The study, headed by NASA Langley Research Center in Hampton, Va., was presented at the American Geophysical Union Joint Assembly meeting, May 24 in Toronto and looked at five years of soybean yields, surface ozone and satellite measurements of troposphere ozone levels in three Midwest states. Indiana, Illinois and Iowa are three of the biggest soybean producers in the U.S. and had peak crop damage in the hundreds of millions — part of more than $2 billion nationwide.

“In the 19th and early 20th century, background surface ozone concentrations were relatively low so that an increase of 25 percent (5 to 10 parts per billion) didn’t affect living organisms,” said Jack Fishman, a research scientist at NASA Langley’s Science Directorate. “But now, we’ve crossed the line where you can expect to see modest increases in surface ozone result in crop growth being stunted.”

Ozone can protect or harm life on Earth. Six miles above the surface, ozone in the stratosphere is a shield from the sun’s harmful ultraviolet radiation. In the troposphere or the closest layer (surface to 6 miles) ground-level ozone is a pollutant made from reactions between sunlight and human-induced emissions harmful to breathe and damaging to plants.

The severe heat of the Midwest each summer has combined with manmade emissions to create smog and increasingly higher levels of its primary component, surface ozone, over the past several decades.

Fishman, former NASA Langley employee Jack Creilson and other researchers used soybean crop yield data during a 5-year period over the Midwest and analyzed the results using multiple computer models. The results are consistent with conventional ground-based measurements and with data obtained from an open-air experimental facility SoyFACE (Soybean Free Air Concentration Enrichment) at the University of Illinois at Urbana-Champaign.
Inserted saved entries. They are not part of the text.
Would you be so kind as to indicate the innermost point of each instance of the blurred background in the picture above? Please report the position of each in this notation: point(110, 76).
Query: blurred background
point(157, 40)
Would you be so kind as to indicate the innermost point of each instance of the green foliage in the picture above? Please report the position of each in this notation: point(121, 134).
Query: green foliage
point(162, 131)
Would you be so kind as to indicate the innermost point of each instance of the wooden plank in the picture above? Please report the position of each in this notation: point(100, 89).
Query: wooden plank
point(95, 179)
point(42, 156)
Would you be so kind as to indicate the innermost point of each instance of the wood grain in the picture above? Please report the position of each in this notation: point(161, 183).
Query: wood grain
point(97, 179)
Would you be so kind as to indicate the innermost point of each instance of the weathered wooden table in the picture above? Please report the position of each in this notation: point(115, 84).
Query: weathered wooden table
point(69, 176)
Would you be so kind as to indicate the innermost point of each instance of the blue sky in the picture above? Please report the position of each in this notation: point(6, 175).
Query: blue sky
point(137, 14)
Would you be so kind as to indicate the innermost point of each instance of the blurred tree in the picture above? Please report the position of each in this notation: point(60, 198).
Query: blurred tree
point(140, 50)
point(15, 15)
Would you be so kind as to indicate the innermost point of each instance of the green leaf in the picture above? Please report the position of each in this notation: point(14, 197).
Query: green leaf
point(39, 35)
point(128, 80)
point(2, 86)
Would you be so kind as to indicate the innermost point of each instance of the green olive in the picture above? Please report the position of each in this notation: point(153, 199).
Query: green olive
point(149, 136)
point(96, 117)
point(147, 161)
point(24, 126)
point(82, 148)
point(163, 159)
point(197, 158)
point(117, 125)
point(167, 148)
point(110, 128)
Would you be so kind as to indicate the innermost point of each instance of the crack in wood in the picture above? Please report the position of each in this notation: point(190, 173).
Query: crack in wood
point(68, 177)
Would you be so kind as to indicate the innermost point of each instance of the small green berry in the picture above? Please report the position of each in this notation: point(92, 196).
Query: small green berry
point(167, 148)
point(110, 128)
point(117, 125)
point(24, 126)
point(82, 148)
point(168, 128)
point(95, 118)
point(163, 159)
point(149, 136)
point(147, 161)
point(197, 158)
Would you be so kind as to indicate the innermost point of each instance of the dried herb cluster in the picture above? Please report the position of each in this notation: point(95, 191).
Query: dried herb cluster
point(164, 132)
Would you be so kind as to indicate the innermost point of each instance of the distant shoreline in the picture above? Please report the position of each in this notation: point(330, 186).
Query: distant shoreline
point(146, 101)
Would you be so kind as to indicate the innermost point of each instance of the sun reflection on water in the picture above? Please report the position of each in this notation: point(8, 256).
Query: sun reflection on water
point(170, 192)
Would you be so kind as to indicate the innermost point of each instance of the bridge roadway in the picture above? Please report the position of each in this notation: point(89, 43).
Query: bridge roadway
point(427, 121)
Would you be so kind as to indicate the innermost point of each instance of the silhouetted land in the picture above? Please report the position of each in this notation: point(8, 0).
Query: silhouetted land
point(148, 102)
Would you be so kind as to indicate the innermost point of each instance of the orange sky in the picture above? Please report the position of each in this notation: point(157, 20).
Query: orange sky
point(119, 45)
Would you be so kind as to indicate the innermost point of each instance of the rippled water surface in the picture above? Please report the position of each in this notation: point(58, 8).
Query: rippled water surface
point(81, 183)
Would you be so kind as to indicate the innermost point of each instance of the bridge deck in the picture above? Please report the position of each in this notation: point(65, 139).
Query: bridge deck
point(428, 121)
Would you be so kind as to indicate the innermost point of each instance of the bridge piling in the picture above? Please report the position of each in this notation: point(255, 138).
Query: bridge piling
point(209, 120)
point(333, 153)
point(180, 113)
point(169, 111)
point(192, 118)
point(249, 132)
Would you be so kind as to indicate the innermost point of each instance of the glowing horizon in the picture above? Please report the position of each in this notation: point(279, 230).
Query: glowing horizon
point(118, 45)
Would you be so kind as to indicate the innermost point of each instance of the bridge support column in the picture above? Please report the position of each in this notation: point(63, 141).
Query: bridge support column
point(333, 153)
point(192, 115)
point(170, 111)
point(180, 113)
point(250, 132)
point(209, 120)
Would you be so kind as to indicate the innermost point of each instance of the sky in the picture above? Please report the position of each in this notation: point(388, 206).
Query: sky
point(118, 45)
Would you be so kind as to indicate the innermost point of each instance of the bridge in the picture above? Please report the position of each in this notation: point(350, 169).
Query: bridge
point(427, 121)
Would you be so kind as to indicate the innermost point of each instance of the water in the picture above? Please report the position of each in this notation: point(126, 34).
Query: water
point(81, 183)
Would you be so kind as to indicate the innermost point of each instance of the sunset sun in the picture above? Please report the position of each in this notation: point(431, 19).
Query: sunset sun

Their analysis suggests that the cost to the farmers globally is substantial, and supports other studies that calculate an economic loss of more than 10 billion dollars annually.

Until now, the question of ozone impact on crop yield was mostly addressed by closed, chamber studies and on a larger scale at open-air facilities like SoyFACE. The study proved that space-borne satellite measurements of troposphere ozone derived from NASA’s Total Ozone Mapping Spectrometer (TOMS) prior to 2005, and from the Ozone Monitoring Instrument (OMI) since 2005 are useful indicators of surface ozone concentration over a far broader area than ground-based monitors.

The study used both satellite and surface observations of ozone, historic yield data and a sophisticated statistical model that also included factors such as ozone, temperature and soil moisture.

Creilson, now at the Climate System Research Center at the University of Massachusetts, said the advantage of the satellite-derived method is that it can be used worldwide. Poorer countries have little monitoring capability and even in the U.S., croplands are so vast that a land-based network of ozone sensors would be extremely expensive to construct and maintain.

“You have these farming locations that have no way of measuring surface ozone,” Creilson said. “What we had to do was come up with a way of showing them there’s a benefit of having the information.”